La réaction des acheteurs est cependant difficile à prédire. François Des Rosiers donne un autre exemple: les craintes à l'égard des champs électromagnétiques néfastes à proximité des lignes électriques à haute tension, soulevées par des études suédoises publiées au début des années 90. Ces préoccupations n'ont pas amoindries la valeur des maisons en bordure de ces lignes de transmission. Ces propriétés étaient recherchées parce qu'il n'y avait pas de voisin sur l'arrière, et que l'emprise était accessible sans taxes foncières. «Tout dépend de la perception: il faut se mettre dans la peau de l'acheteur», souligne M. Des Rosiers.

Un effet résorbé en quatre ans

Les cyanobactéries peuvent influer sur le marché immobilier. L'an dernier, la qualité de l'eau du lac Massawipi avait fait les manchettes, et «ça a causé un certain dommage parce que ça avait ralenti beaucoup la vente de propriété au bord de l'eau», rappelle Martine Chamard, agent immobilier spécialisée dans les résidences secondaires en Estrie. «Ça peut susciter un doute chez les gens, qui vont plutôt chercher ailleurs.»

L'effet de cette désaffection est cependant difficile à quantifier. Dans la baie Missisquoi du lac Champlain, dont la réputation en matière de fleurs d'eau est solidement établie, la valeur des propriétés continue d'augmenter, selon un agent immobilier de Venise-en-Québec... qui ajoute du même souffle qu'«on est à 45 minutes de Montréal et si on compare à d'autres bord de l'eau dans les Laurentides et Magog, ce n'est pas cher!

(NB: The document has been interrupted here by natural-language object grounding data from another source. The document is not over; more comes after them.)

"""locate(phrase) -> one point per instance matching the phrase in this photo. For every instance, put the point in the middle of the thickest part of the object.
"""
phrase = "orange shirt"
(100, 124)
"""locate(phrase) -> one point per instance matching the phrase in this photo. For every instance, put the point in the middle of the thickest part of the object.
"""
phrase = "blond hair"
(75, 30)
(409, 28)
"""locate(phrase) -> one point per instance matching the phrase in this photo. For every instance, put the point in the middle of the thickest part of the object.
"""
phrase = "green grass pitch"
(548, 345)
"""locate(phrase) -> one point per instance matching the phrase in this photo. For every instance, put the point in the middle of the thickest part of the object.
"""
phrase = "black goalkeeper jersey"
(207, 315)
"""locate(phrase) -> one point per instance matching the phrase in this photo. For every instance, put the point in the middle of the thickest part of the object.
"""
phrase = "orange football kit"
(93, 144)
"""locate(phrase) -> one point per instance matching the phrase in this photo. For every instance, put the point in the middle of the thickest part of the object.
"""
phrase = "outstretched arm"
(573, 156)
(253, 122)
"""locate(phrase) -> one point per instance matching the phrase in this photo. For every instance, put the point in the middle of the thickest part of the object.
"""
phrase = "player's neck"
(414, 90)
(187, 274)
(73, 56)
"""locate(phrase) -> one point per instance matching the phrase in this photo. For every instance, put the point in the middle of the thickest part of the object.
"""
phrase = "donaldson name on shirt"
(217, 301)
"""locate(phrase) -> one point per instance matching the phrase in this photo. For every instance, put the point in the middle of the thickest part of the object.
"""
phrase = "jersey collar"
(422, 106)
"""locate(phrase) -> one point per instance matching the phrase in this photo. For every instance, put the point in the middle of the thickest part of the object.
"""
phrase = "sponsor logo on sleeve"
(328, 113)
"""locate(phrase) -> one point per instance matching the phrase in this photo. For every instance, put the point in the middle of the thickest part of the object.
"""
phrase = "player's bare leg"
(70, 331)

Si un problème exerce effectivement une pression à la baisse sur les prix des propriétés, les études montrent que ce retard se sera résorbé au plus tard quatre ans après que l'inconvénient ait été éliminé. «Les gens ont tendance à oublier», observe François Des Rosiers. À condition, précise-t-il, qu'on ait réglé le problème...

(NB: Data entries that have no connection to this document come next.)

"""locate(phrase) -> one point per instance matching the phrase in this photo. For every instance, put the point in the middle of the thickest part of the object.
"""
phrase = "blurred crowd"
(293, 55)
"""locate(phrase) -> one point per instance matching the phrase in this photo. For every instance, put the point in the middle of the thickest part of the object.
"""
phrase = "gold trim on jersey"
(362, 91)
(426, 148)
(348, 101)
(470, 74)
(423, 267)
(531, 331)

Les conditions d'une perte de valeur

1. Le problème est réel.

2. Il est perçu comme tel par les acheteurs.

3. Il a un impact sur la qualité de vie des acheteurs de propriétés en bordure de plan d'eau.

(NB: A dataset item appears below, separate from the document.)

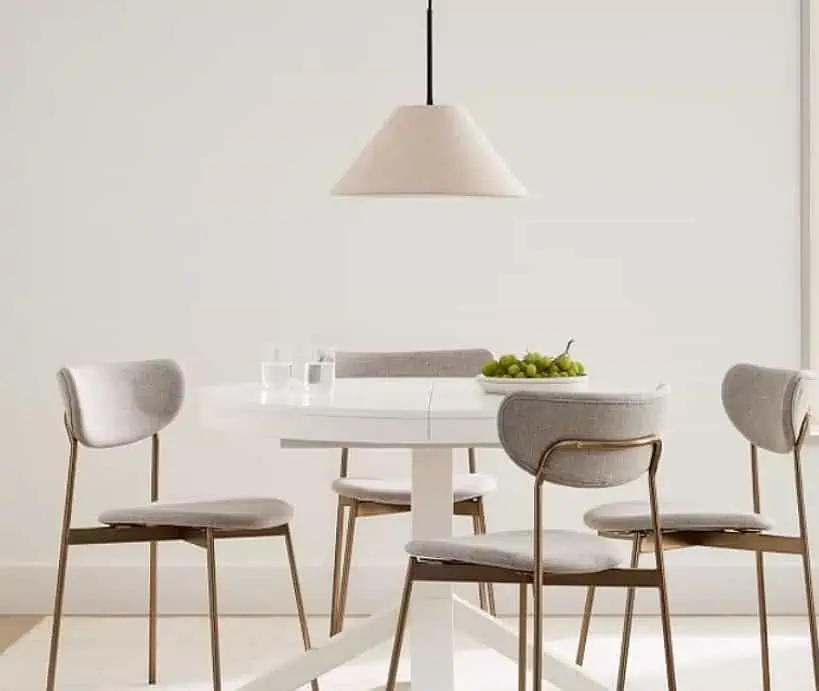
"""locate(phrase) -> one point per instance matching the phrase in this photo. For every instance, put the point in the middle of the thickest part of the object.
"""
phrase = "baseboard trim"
(108, 589)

4. Le problème perdure suffisamment longtemps.

Vive l'eau: les prix continuent à grimper

Le prix des résidences secondaires, particulièrement celles en bordure de plans d'eau, maintient une vigoureuse croissance.

Dans les Laurentides, par exemple, le prix de vente moyen des unifamiliales bordées par l'eau a doublé entre 2001 et 2007 (transactions du 1er janvier au 30 juin). Il s'est encore accru de 12 % entre 2006 et 2007, alors que le prix moyen de l'ensemble des unifamiliales de la région a augmenté de 6 % durant la même période.

On ne peut donc pour l'instant ni isoler ni déceler d'influence néfaste des cyanobactéries. «Les variables qui influencent le prix des propriétés sont l'emploi, les taux d'intérêt et les mouvements de population», rappelle Astrid Joseph, analyste de marché à la SCHL.